Annals of animals which get ‘who’
In a local newspaper some time ago I read about ‘dormice . . . who nest in shrubs and hedgerows’. The grammar of this phrase struck me enough to write a brief post on the different kinds of antecedent for which we use the relative pronouns who, that, and which.
When referring to animals we usually use that or which, reserving who for people, or entities that comprise people. But who may also be used for animate entities with personality or the implication thereof, and this includes non-human animals – even dormice, I was pleased to see.
As the table below shows, who is especially likely to be used with pets, companion animals, or domesticated or very familiar animals. If the creature has been personalized with a name or by establishing its sex, there’s a good chance it will warrant who.
I read a couple of nice examples recently in Claire Keegan’s short story ‘Men and Women’, from her debut collection Antarctica:
She watched the sudden, fast shadows of swallows who flew past her window in fleeting pairs, subtracting light from her room, and marvelled how living things could suspend themselves in mid-air.
I sit by the window and keep an eye on the sheep who stare, bewildered, from the car.
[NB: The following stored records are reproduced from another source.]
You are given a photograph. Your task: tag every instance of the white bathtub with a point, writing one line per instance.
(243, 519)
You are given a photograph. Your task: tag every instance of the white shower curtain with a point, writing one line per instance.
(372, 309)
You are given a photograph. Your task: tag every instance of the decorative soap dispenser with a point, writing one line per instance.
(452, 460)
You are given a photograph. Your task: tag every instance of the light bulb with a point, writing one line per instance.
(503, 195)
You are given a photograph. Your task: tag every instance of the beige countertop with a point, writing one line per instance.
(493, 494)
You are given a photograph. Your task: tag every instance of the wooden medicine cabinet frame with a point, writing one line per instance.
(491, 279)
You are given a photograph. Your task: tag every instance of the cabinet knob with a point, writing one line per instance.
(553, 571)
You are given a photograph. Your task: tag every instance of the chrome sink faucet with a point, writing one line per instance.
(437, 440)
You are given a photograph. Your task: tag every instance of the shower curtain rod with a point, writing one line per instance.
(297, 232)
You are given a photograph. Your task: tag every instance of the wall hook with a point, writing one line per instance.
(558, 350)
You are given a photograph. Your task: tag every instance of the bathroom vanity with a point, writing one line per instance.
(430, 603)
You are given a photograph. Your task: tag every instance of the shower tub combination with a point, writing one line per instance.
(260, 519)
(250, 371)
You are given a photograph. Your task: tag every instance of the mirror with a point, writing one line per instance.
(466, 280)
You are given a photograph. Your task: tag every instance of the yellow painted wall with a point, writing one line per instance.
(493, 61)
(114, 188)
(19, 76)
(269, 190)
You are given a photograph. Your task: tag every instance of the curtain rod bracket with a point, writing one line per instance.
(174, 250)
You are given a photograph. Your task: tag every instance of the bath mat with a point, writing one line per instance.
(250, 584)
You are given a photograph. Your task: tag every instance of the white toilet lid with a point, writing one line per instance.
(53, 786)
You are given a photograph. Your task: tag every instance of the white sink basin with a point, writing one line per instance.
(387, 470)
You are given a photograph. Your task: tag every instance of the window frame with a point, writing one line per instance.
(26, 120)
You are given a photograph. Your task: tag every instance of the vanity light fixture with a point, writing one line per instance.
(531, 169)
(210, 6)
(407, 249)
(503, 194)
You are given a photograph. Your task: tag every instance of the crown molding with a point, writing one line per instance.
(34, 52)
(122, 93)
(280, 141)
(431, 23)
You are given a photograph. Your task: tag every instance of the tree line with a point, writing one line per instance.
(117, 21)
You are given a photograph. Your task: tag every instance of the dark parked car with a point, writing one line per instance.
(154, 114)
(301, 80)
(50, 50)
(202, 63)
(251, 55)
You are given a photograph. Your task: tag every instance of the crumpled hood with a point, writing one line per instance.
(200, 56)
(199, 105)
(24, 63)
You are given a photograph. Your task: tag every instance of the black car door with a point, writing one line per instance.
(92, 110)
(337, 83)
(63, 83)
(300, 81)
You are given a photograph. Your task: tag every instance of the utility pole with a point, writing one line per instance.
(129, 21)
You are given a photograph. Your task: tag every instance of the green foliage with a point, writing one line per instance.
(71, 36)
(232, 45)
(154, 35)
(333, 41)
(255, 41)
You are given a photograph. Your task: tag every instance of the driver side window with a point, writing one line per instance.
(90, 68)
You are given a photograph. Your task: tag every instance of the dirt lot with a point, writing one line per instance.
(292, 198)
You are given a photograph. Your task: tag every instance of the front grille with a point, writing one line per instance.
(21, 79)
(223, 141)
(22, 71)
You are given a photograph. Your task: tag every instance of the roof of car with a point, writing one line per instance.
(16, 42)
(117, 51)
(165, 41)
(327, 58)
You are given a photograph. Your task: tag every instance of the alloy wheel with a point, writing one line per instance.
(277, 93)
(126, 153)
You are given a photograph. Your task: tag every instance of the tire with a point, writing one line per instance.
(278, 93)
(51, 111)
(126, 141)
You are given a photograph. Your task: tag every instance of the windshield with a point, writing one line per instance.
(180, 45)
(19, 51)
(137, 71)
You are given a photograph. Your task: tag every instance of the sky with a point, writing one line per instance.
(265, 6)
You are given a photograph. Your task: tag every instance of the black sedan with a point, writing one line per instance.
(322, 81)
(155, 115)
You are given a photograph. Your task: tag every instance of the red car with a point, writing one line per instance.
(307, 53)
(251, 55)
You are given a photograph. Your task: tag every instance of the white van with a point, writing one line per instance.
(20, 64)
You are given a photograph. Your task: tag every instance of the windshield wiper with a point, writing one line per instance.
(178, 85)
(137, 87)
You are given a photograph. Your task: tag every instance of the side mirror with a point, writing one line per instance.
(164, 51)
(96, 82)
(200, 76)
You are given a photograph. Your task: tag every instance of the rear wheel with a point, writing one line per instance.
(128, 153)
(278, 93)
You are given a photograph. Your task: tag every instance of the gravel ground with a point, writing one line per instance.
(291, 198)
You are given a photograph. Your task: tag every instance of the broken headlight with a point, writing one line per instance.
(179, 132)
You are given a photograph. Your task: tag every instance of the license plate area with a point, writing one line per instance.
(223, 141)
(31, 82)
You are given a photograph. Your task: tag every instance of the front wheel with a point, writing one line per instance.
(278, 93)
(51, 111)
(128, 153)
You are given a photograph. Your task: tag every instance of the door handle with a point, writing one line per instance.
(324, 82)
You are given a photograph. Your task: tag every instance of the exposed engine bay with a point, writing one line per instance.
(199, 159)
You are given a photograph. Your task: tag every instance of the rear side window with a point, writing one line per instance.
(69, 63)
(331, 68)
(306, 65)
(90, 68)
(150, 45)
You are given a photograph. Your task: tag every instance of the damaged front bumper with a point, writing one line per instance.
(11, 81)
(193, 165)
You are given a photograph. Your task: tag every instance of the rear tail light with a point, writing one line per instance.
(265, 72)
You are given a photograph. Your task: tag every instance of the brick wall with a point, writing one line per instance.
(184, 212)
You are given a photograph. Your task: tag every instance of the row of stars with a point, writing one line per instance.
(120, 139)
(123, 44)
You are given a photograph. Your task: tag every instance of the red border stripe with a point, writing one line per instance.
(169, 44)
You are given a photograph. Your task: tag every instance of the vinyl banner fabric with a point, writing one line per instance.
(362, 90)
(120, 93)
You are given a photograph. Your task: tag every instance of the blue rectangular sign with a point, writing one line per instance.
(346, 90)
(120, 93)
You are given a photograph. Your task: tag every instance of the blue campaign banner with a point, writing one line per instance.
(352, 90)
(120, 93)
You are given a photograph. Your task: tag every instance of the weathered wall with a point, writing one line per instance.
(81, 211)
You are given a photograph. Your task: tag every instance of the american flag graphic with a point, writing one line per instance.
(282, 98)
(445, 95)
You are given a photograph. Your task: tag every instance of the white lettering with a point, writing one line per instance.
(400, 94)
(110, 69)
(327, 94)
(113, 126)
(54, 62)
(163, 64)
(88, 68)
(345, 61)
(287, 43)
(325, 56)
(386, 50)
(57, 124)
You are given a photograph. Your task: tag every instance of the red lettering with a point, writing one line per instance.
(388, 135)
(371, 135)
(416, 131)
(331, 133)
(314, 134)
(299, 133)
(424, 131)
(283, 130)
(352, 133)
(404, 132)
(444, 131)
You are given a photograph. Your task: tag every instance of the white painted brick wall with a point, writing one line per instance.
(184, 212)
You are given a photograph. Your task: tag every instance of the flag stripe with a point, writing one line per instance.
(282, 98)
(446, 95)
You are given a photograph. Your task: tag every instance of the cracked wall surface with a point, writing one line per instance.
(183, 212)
And two more in Luis Bunuel’s autobiography My Last Breath, translated by Abigail Israel:
At one time or another, we had monkeys, parakeets, falcons, frogs and toads, grass snakes, and a large African lizard who the cook killed with a poker in a moment of terror.
Luis also had a hatbox filled with tiny gray mice whom he allowed us to look at once a day
The second of these is from an article by Bunuel’s sister Conchita that was published in the French magazine Positif and reproduced in My Last Breath. Both pronoun choices can presumably be attributed to the translator. The inconsistency in selecting whom is a little curious too.
For a more thorough treatment of attitudes to the use of who with animals, see Gaëtanelle Gilquin and George M. Jacobs’ paper ‘Elephants Who Marry Mice are Very Unusual: The Use of the Relative Pronoun Who with Nonhuman Animals’. It opens with an interesting story about Jane Goodall’s research in Tanzania:
When Goodall submitted her first scientific paper for publication, it was returned to her by the editor to be amended. In every place where she had written (he) or (she) to refer to chimpanzees, the words had been replaced with (it). Similarly, every (who) had been replaced with (which). In an effort to rescue the chimpanzees from “thing-ness” and restore them to “being-ness,” Goodall stubbornly changed the words back.
Gilquin and Jacobs review dictionaries, grammars, style guides and the British National Corpus to examine attitudes towards the usage and to analyse its different motivations and contexts. This table is from their survey of the BNC and shows the degree of familiarity, intelligence, and perhaps other characteristics likely to earn an animal the privilege.
Update:
I’ve since come across many interesting examples of this broad phenomenon, including a dog being called a ‘person’, and who being applied to a tree, which may warrant another post on the topic.